Allan Mitchell, the author of Revolution in Bavaria (1965), pointed out: "Resistance was quickly and ruthlessly broken. Men found carrying guns were shot without trial and often without question. The irresponsible brutality of the Freikorps continued sporadically over the next few days as political prisoners were taken, beaten and sometimes executed." An estimated 700 men and women were captured and executed." It is estimated that Epp's men killed over 600 communists and socialists over the next few weeks.
In August 1919, the Völkischer Beobachter (Racial Observer) was obtained by the Thule Society. It was an anti-socialist and anti-Jewish newspaper. For example, its headline on 10th March, 1920, was "Clean Out the Jews Once and for All." The article urged a "final solution" of the Jewish problem by "sweeping out the Jewish vermin with an iron broom." The newspaper also campaigned for the construction camps to house Germany's Jewish population. The newspaper was not very popular with the German people and by the end of 1920 it was heavily in debt. Major Ernst Roehm was informed of the situation and he persuaded his commanding officer, Major General Epp to purchase it for 60,000 marks. The money came from wealthy friends and secret army funds. This now became the newspaper of the German Worker's Party (GWP) and Dietrich Eckart became its editor. Adolf Hitler took control of the newspaper in 1921 when he became the leader of the National Socialist German Workers Party (NSDAP).

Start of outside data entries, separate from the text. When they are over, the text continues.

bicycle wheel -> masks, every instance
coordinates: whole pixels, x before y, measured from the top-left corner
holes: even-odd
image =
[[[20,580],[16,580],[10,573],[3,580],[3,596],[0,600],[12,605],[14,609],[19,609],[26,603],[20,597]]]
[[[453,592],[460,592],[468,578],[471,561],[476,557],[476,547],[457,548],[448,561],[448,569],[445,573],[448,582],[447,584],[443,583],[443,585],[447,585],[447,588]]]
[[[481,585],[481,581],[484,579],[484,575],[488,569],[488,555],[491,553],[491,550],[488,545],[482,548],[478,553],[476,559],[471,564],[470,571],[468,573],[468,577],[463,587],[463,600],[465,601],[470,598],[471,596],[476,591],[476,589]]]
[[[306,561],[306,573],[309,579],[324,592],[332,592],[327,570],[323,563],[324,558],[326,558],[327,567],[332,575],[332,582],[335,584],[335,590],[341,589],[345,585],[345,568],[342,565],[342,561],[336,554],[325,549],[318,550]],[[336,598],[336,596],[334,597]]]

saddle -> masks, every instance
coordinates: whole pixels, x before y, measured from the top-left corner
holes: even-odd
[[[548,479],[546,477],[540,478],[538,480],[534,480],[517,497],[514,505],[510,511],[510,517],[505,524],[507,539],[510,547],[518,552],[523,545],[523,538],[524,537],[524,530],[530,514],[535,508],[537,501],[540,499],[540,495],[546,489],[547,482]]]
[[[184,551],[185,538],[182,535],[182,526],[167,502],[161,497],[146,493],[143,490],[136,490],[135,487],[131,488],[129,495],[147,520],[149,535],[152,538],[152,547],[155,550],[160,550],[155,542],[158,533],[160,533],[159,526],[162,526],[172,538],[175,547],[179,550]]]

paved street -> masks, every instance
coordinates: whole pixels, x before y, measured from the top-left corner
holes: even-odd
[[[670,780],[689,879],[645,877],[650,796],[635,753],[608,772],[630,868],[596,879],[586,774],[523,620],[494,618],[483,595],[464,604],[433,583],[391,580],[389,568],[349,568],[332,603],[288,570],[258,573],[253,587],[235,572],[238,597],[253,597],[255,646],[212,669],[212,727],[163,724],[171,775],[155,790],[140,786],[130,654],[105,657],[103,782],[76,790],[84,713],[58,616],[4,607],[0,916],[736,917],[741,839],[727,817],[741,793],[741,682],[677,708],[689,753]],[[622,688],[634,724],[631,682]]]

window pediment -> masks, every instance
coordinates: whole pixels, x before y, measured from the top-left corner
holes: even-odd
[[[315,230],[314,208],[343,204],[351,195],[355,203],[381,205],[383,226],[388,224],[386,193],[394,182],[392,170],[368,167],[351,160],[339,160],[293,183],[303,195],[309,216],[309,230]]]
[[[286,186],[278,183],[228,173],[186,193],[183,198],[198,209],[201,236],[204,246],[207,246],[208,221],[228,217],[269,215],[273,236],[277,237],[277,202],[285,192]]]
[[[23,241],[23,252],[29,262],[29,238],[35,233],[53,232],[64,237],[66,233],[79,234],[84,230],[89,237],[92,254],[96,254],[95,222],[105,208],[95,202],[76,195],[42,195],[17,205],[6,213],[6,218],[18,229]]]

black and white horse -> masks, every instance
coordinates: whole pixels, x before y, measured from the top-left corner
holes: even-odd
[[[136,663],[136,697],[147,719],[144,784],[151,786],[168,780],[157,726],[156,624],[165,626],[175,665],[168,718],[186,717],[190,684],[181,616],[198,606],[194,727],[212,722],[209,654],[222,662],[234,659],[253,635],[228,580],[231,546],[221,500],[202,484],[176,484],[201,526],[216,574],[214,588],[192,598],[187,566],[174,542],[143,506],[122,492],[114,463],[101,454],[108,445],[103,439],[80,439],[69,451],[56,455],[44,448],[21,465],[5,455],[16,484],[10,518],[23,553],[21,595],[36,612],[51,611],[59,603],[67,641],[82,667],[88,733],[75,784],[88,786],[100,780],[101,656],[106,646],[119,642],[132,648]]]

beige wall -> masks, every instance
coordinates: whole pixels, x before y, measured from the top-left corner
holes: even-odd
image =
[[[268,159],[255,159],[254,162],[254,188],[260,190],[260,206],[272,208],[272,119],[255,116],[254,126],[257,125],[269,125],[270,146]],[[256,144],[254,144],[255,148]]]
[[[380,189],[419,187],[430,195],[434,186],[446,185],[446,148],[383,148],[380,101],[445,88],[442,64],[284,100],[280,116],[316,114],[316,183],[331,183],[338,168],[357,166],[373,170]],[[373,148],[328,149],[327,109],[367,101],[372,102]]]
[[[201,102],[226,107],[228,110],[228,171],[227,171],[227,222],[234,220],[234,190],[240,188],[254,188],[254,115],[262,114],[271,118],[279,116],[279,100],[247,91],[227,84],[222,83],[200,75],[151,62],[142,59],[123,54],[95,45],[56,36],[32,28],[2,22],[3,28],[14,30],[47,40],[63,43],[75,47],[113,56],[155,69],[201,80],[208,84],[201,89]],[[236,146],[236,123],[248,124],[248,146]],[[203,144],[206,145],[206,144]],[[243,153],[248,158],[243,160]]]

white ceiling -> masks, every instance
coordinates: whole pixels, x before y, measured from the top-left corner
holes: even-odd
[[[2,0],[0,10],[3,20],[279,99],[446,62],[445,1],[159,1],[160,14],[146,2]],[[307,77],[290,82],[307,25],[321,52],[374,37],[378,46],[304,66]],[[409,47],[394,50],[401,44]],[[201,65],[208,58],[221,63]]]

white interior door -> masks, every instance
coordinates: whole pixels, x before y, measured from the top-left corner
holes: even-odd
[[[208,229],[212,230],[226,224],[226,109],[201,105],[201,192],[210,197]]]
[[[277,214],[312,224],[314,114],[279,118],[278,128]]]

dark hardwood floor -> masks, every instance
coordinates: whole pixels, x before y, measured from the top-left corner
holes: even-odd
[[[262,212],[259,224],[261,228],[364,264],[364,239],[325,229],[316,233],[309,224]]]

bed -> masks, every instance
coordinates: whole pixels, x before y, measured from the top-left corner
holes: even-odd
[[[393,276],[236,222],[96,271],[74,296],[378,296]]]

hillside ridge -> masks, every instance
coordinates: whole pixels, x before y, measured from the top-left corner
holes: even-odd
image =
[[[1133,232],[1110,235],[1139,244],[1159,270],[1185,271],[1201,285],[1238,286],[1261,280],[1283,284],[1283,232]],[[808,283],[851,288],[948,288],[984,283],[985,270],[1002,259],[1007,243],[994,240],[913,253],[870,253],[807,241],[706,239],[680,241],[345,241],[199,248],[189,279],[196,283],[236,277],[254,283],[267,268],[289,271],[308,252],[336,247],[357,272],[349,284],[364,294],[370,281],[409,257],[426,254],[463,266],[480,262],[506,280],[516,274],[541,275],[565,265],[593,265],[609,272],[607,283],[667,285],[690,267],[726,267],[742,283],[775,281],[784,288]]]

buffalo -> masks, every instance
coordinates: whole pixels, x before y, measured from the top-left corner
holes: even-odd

It has been argued by Lothar Machtan, the author of The Hidden Hitler (2001) that Roehm and Epp were having a homosexual relationship. " There are many indications that the relationship between Rohin and Epp was homoerotic, and Hitler once let slip in later years that Rbhm's homosexuality first became known around 1920. At the end of 1920 their relationship was still so close that the then Reichswehr commander gave the then party leader contributions for party use from his secret fund 'a purely personal matter,' as he termed it later. Thus the Rohm-Epp axis was of immense benefit to Hitler, not only personally but politically. The two soldiers had resources at their disposal that greatly augmented the influence of Hitler the 'politician,' whose assets had hitherto been limited to his charisma as an orator and actor."
When the Sturmabteilung (SA) was reorganized in 1926, Von Epp became its area commander in Munich. According to Louis L. Snyder: "He hoped to have the SA supplant the regular Army when Hitler came to power. He was in charge of a special defense political office called the Wehrpolitisches Amt, the five divisions of which were concerned with external and defense policy, defense forces, and the like. But neither he nor Hitler was ever able to make the SA anything better than a motley band of street brawlers."
Epp joined the Nazi Party in 1928 and assumed control of the Sturm Abteilung (SA) in Bavaria. Later that year he was elected to the Reichstag. After Hitler gained power in 1933 Von Epp became State Governor of Bavaria, a post he held until being arrested by allied forces at the end of the Second World War.
Franz Epp died in an American internment camp on 31st January, 1947.
Primary Sources
(1) Eugen Levine, letter to Rose Levine (May, 1919)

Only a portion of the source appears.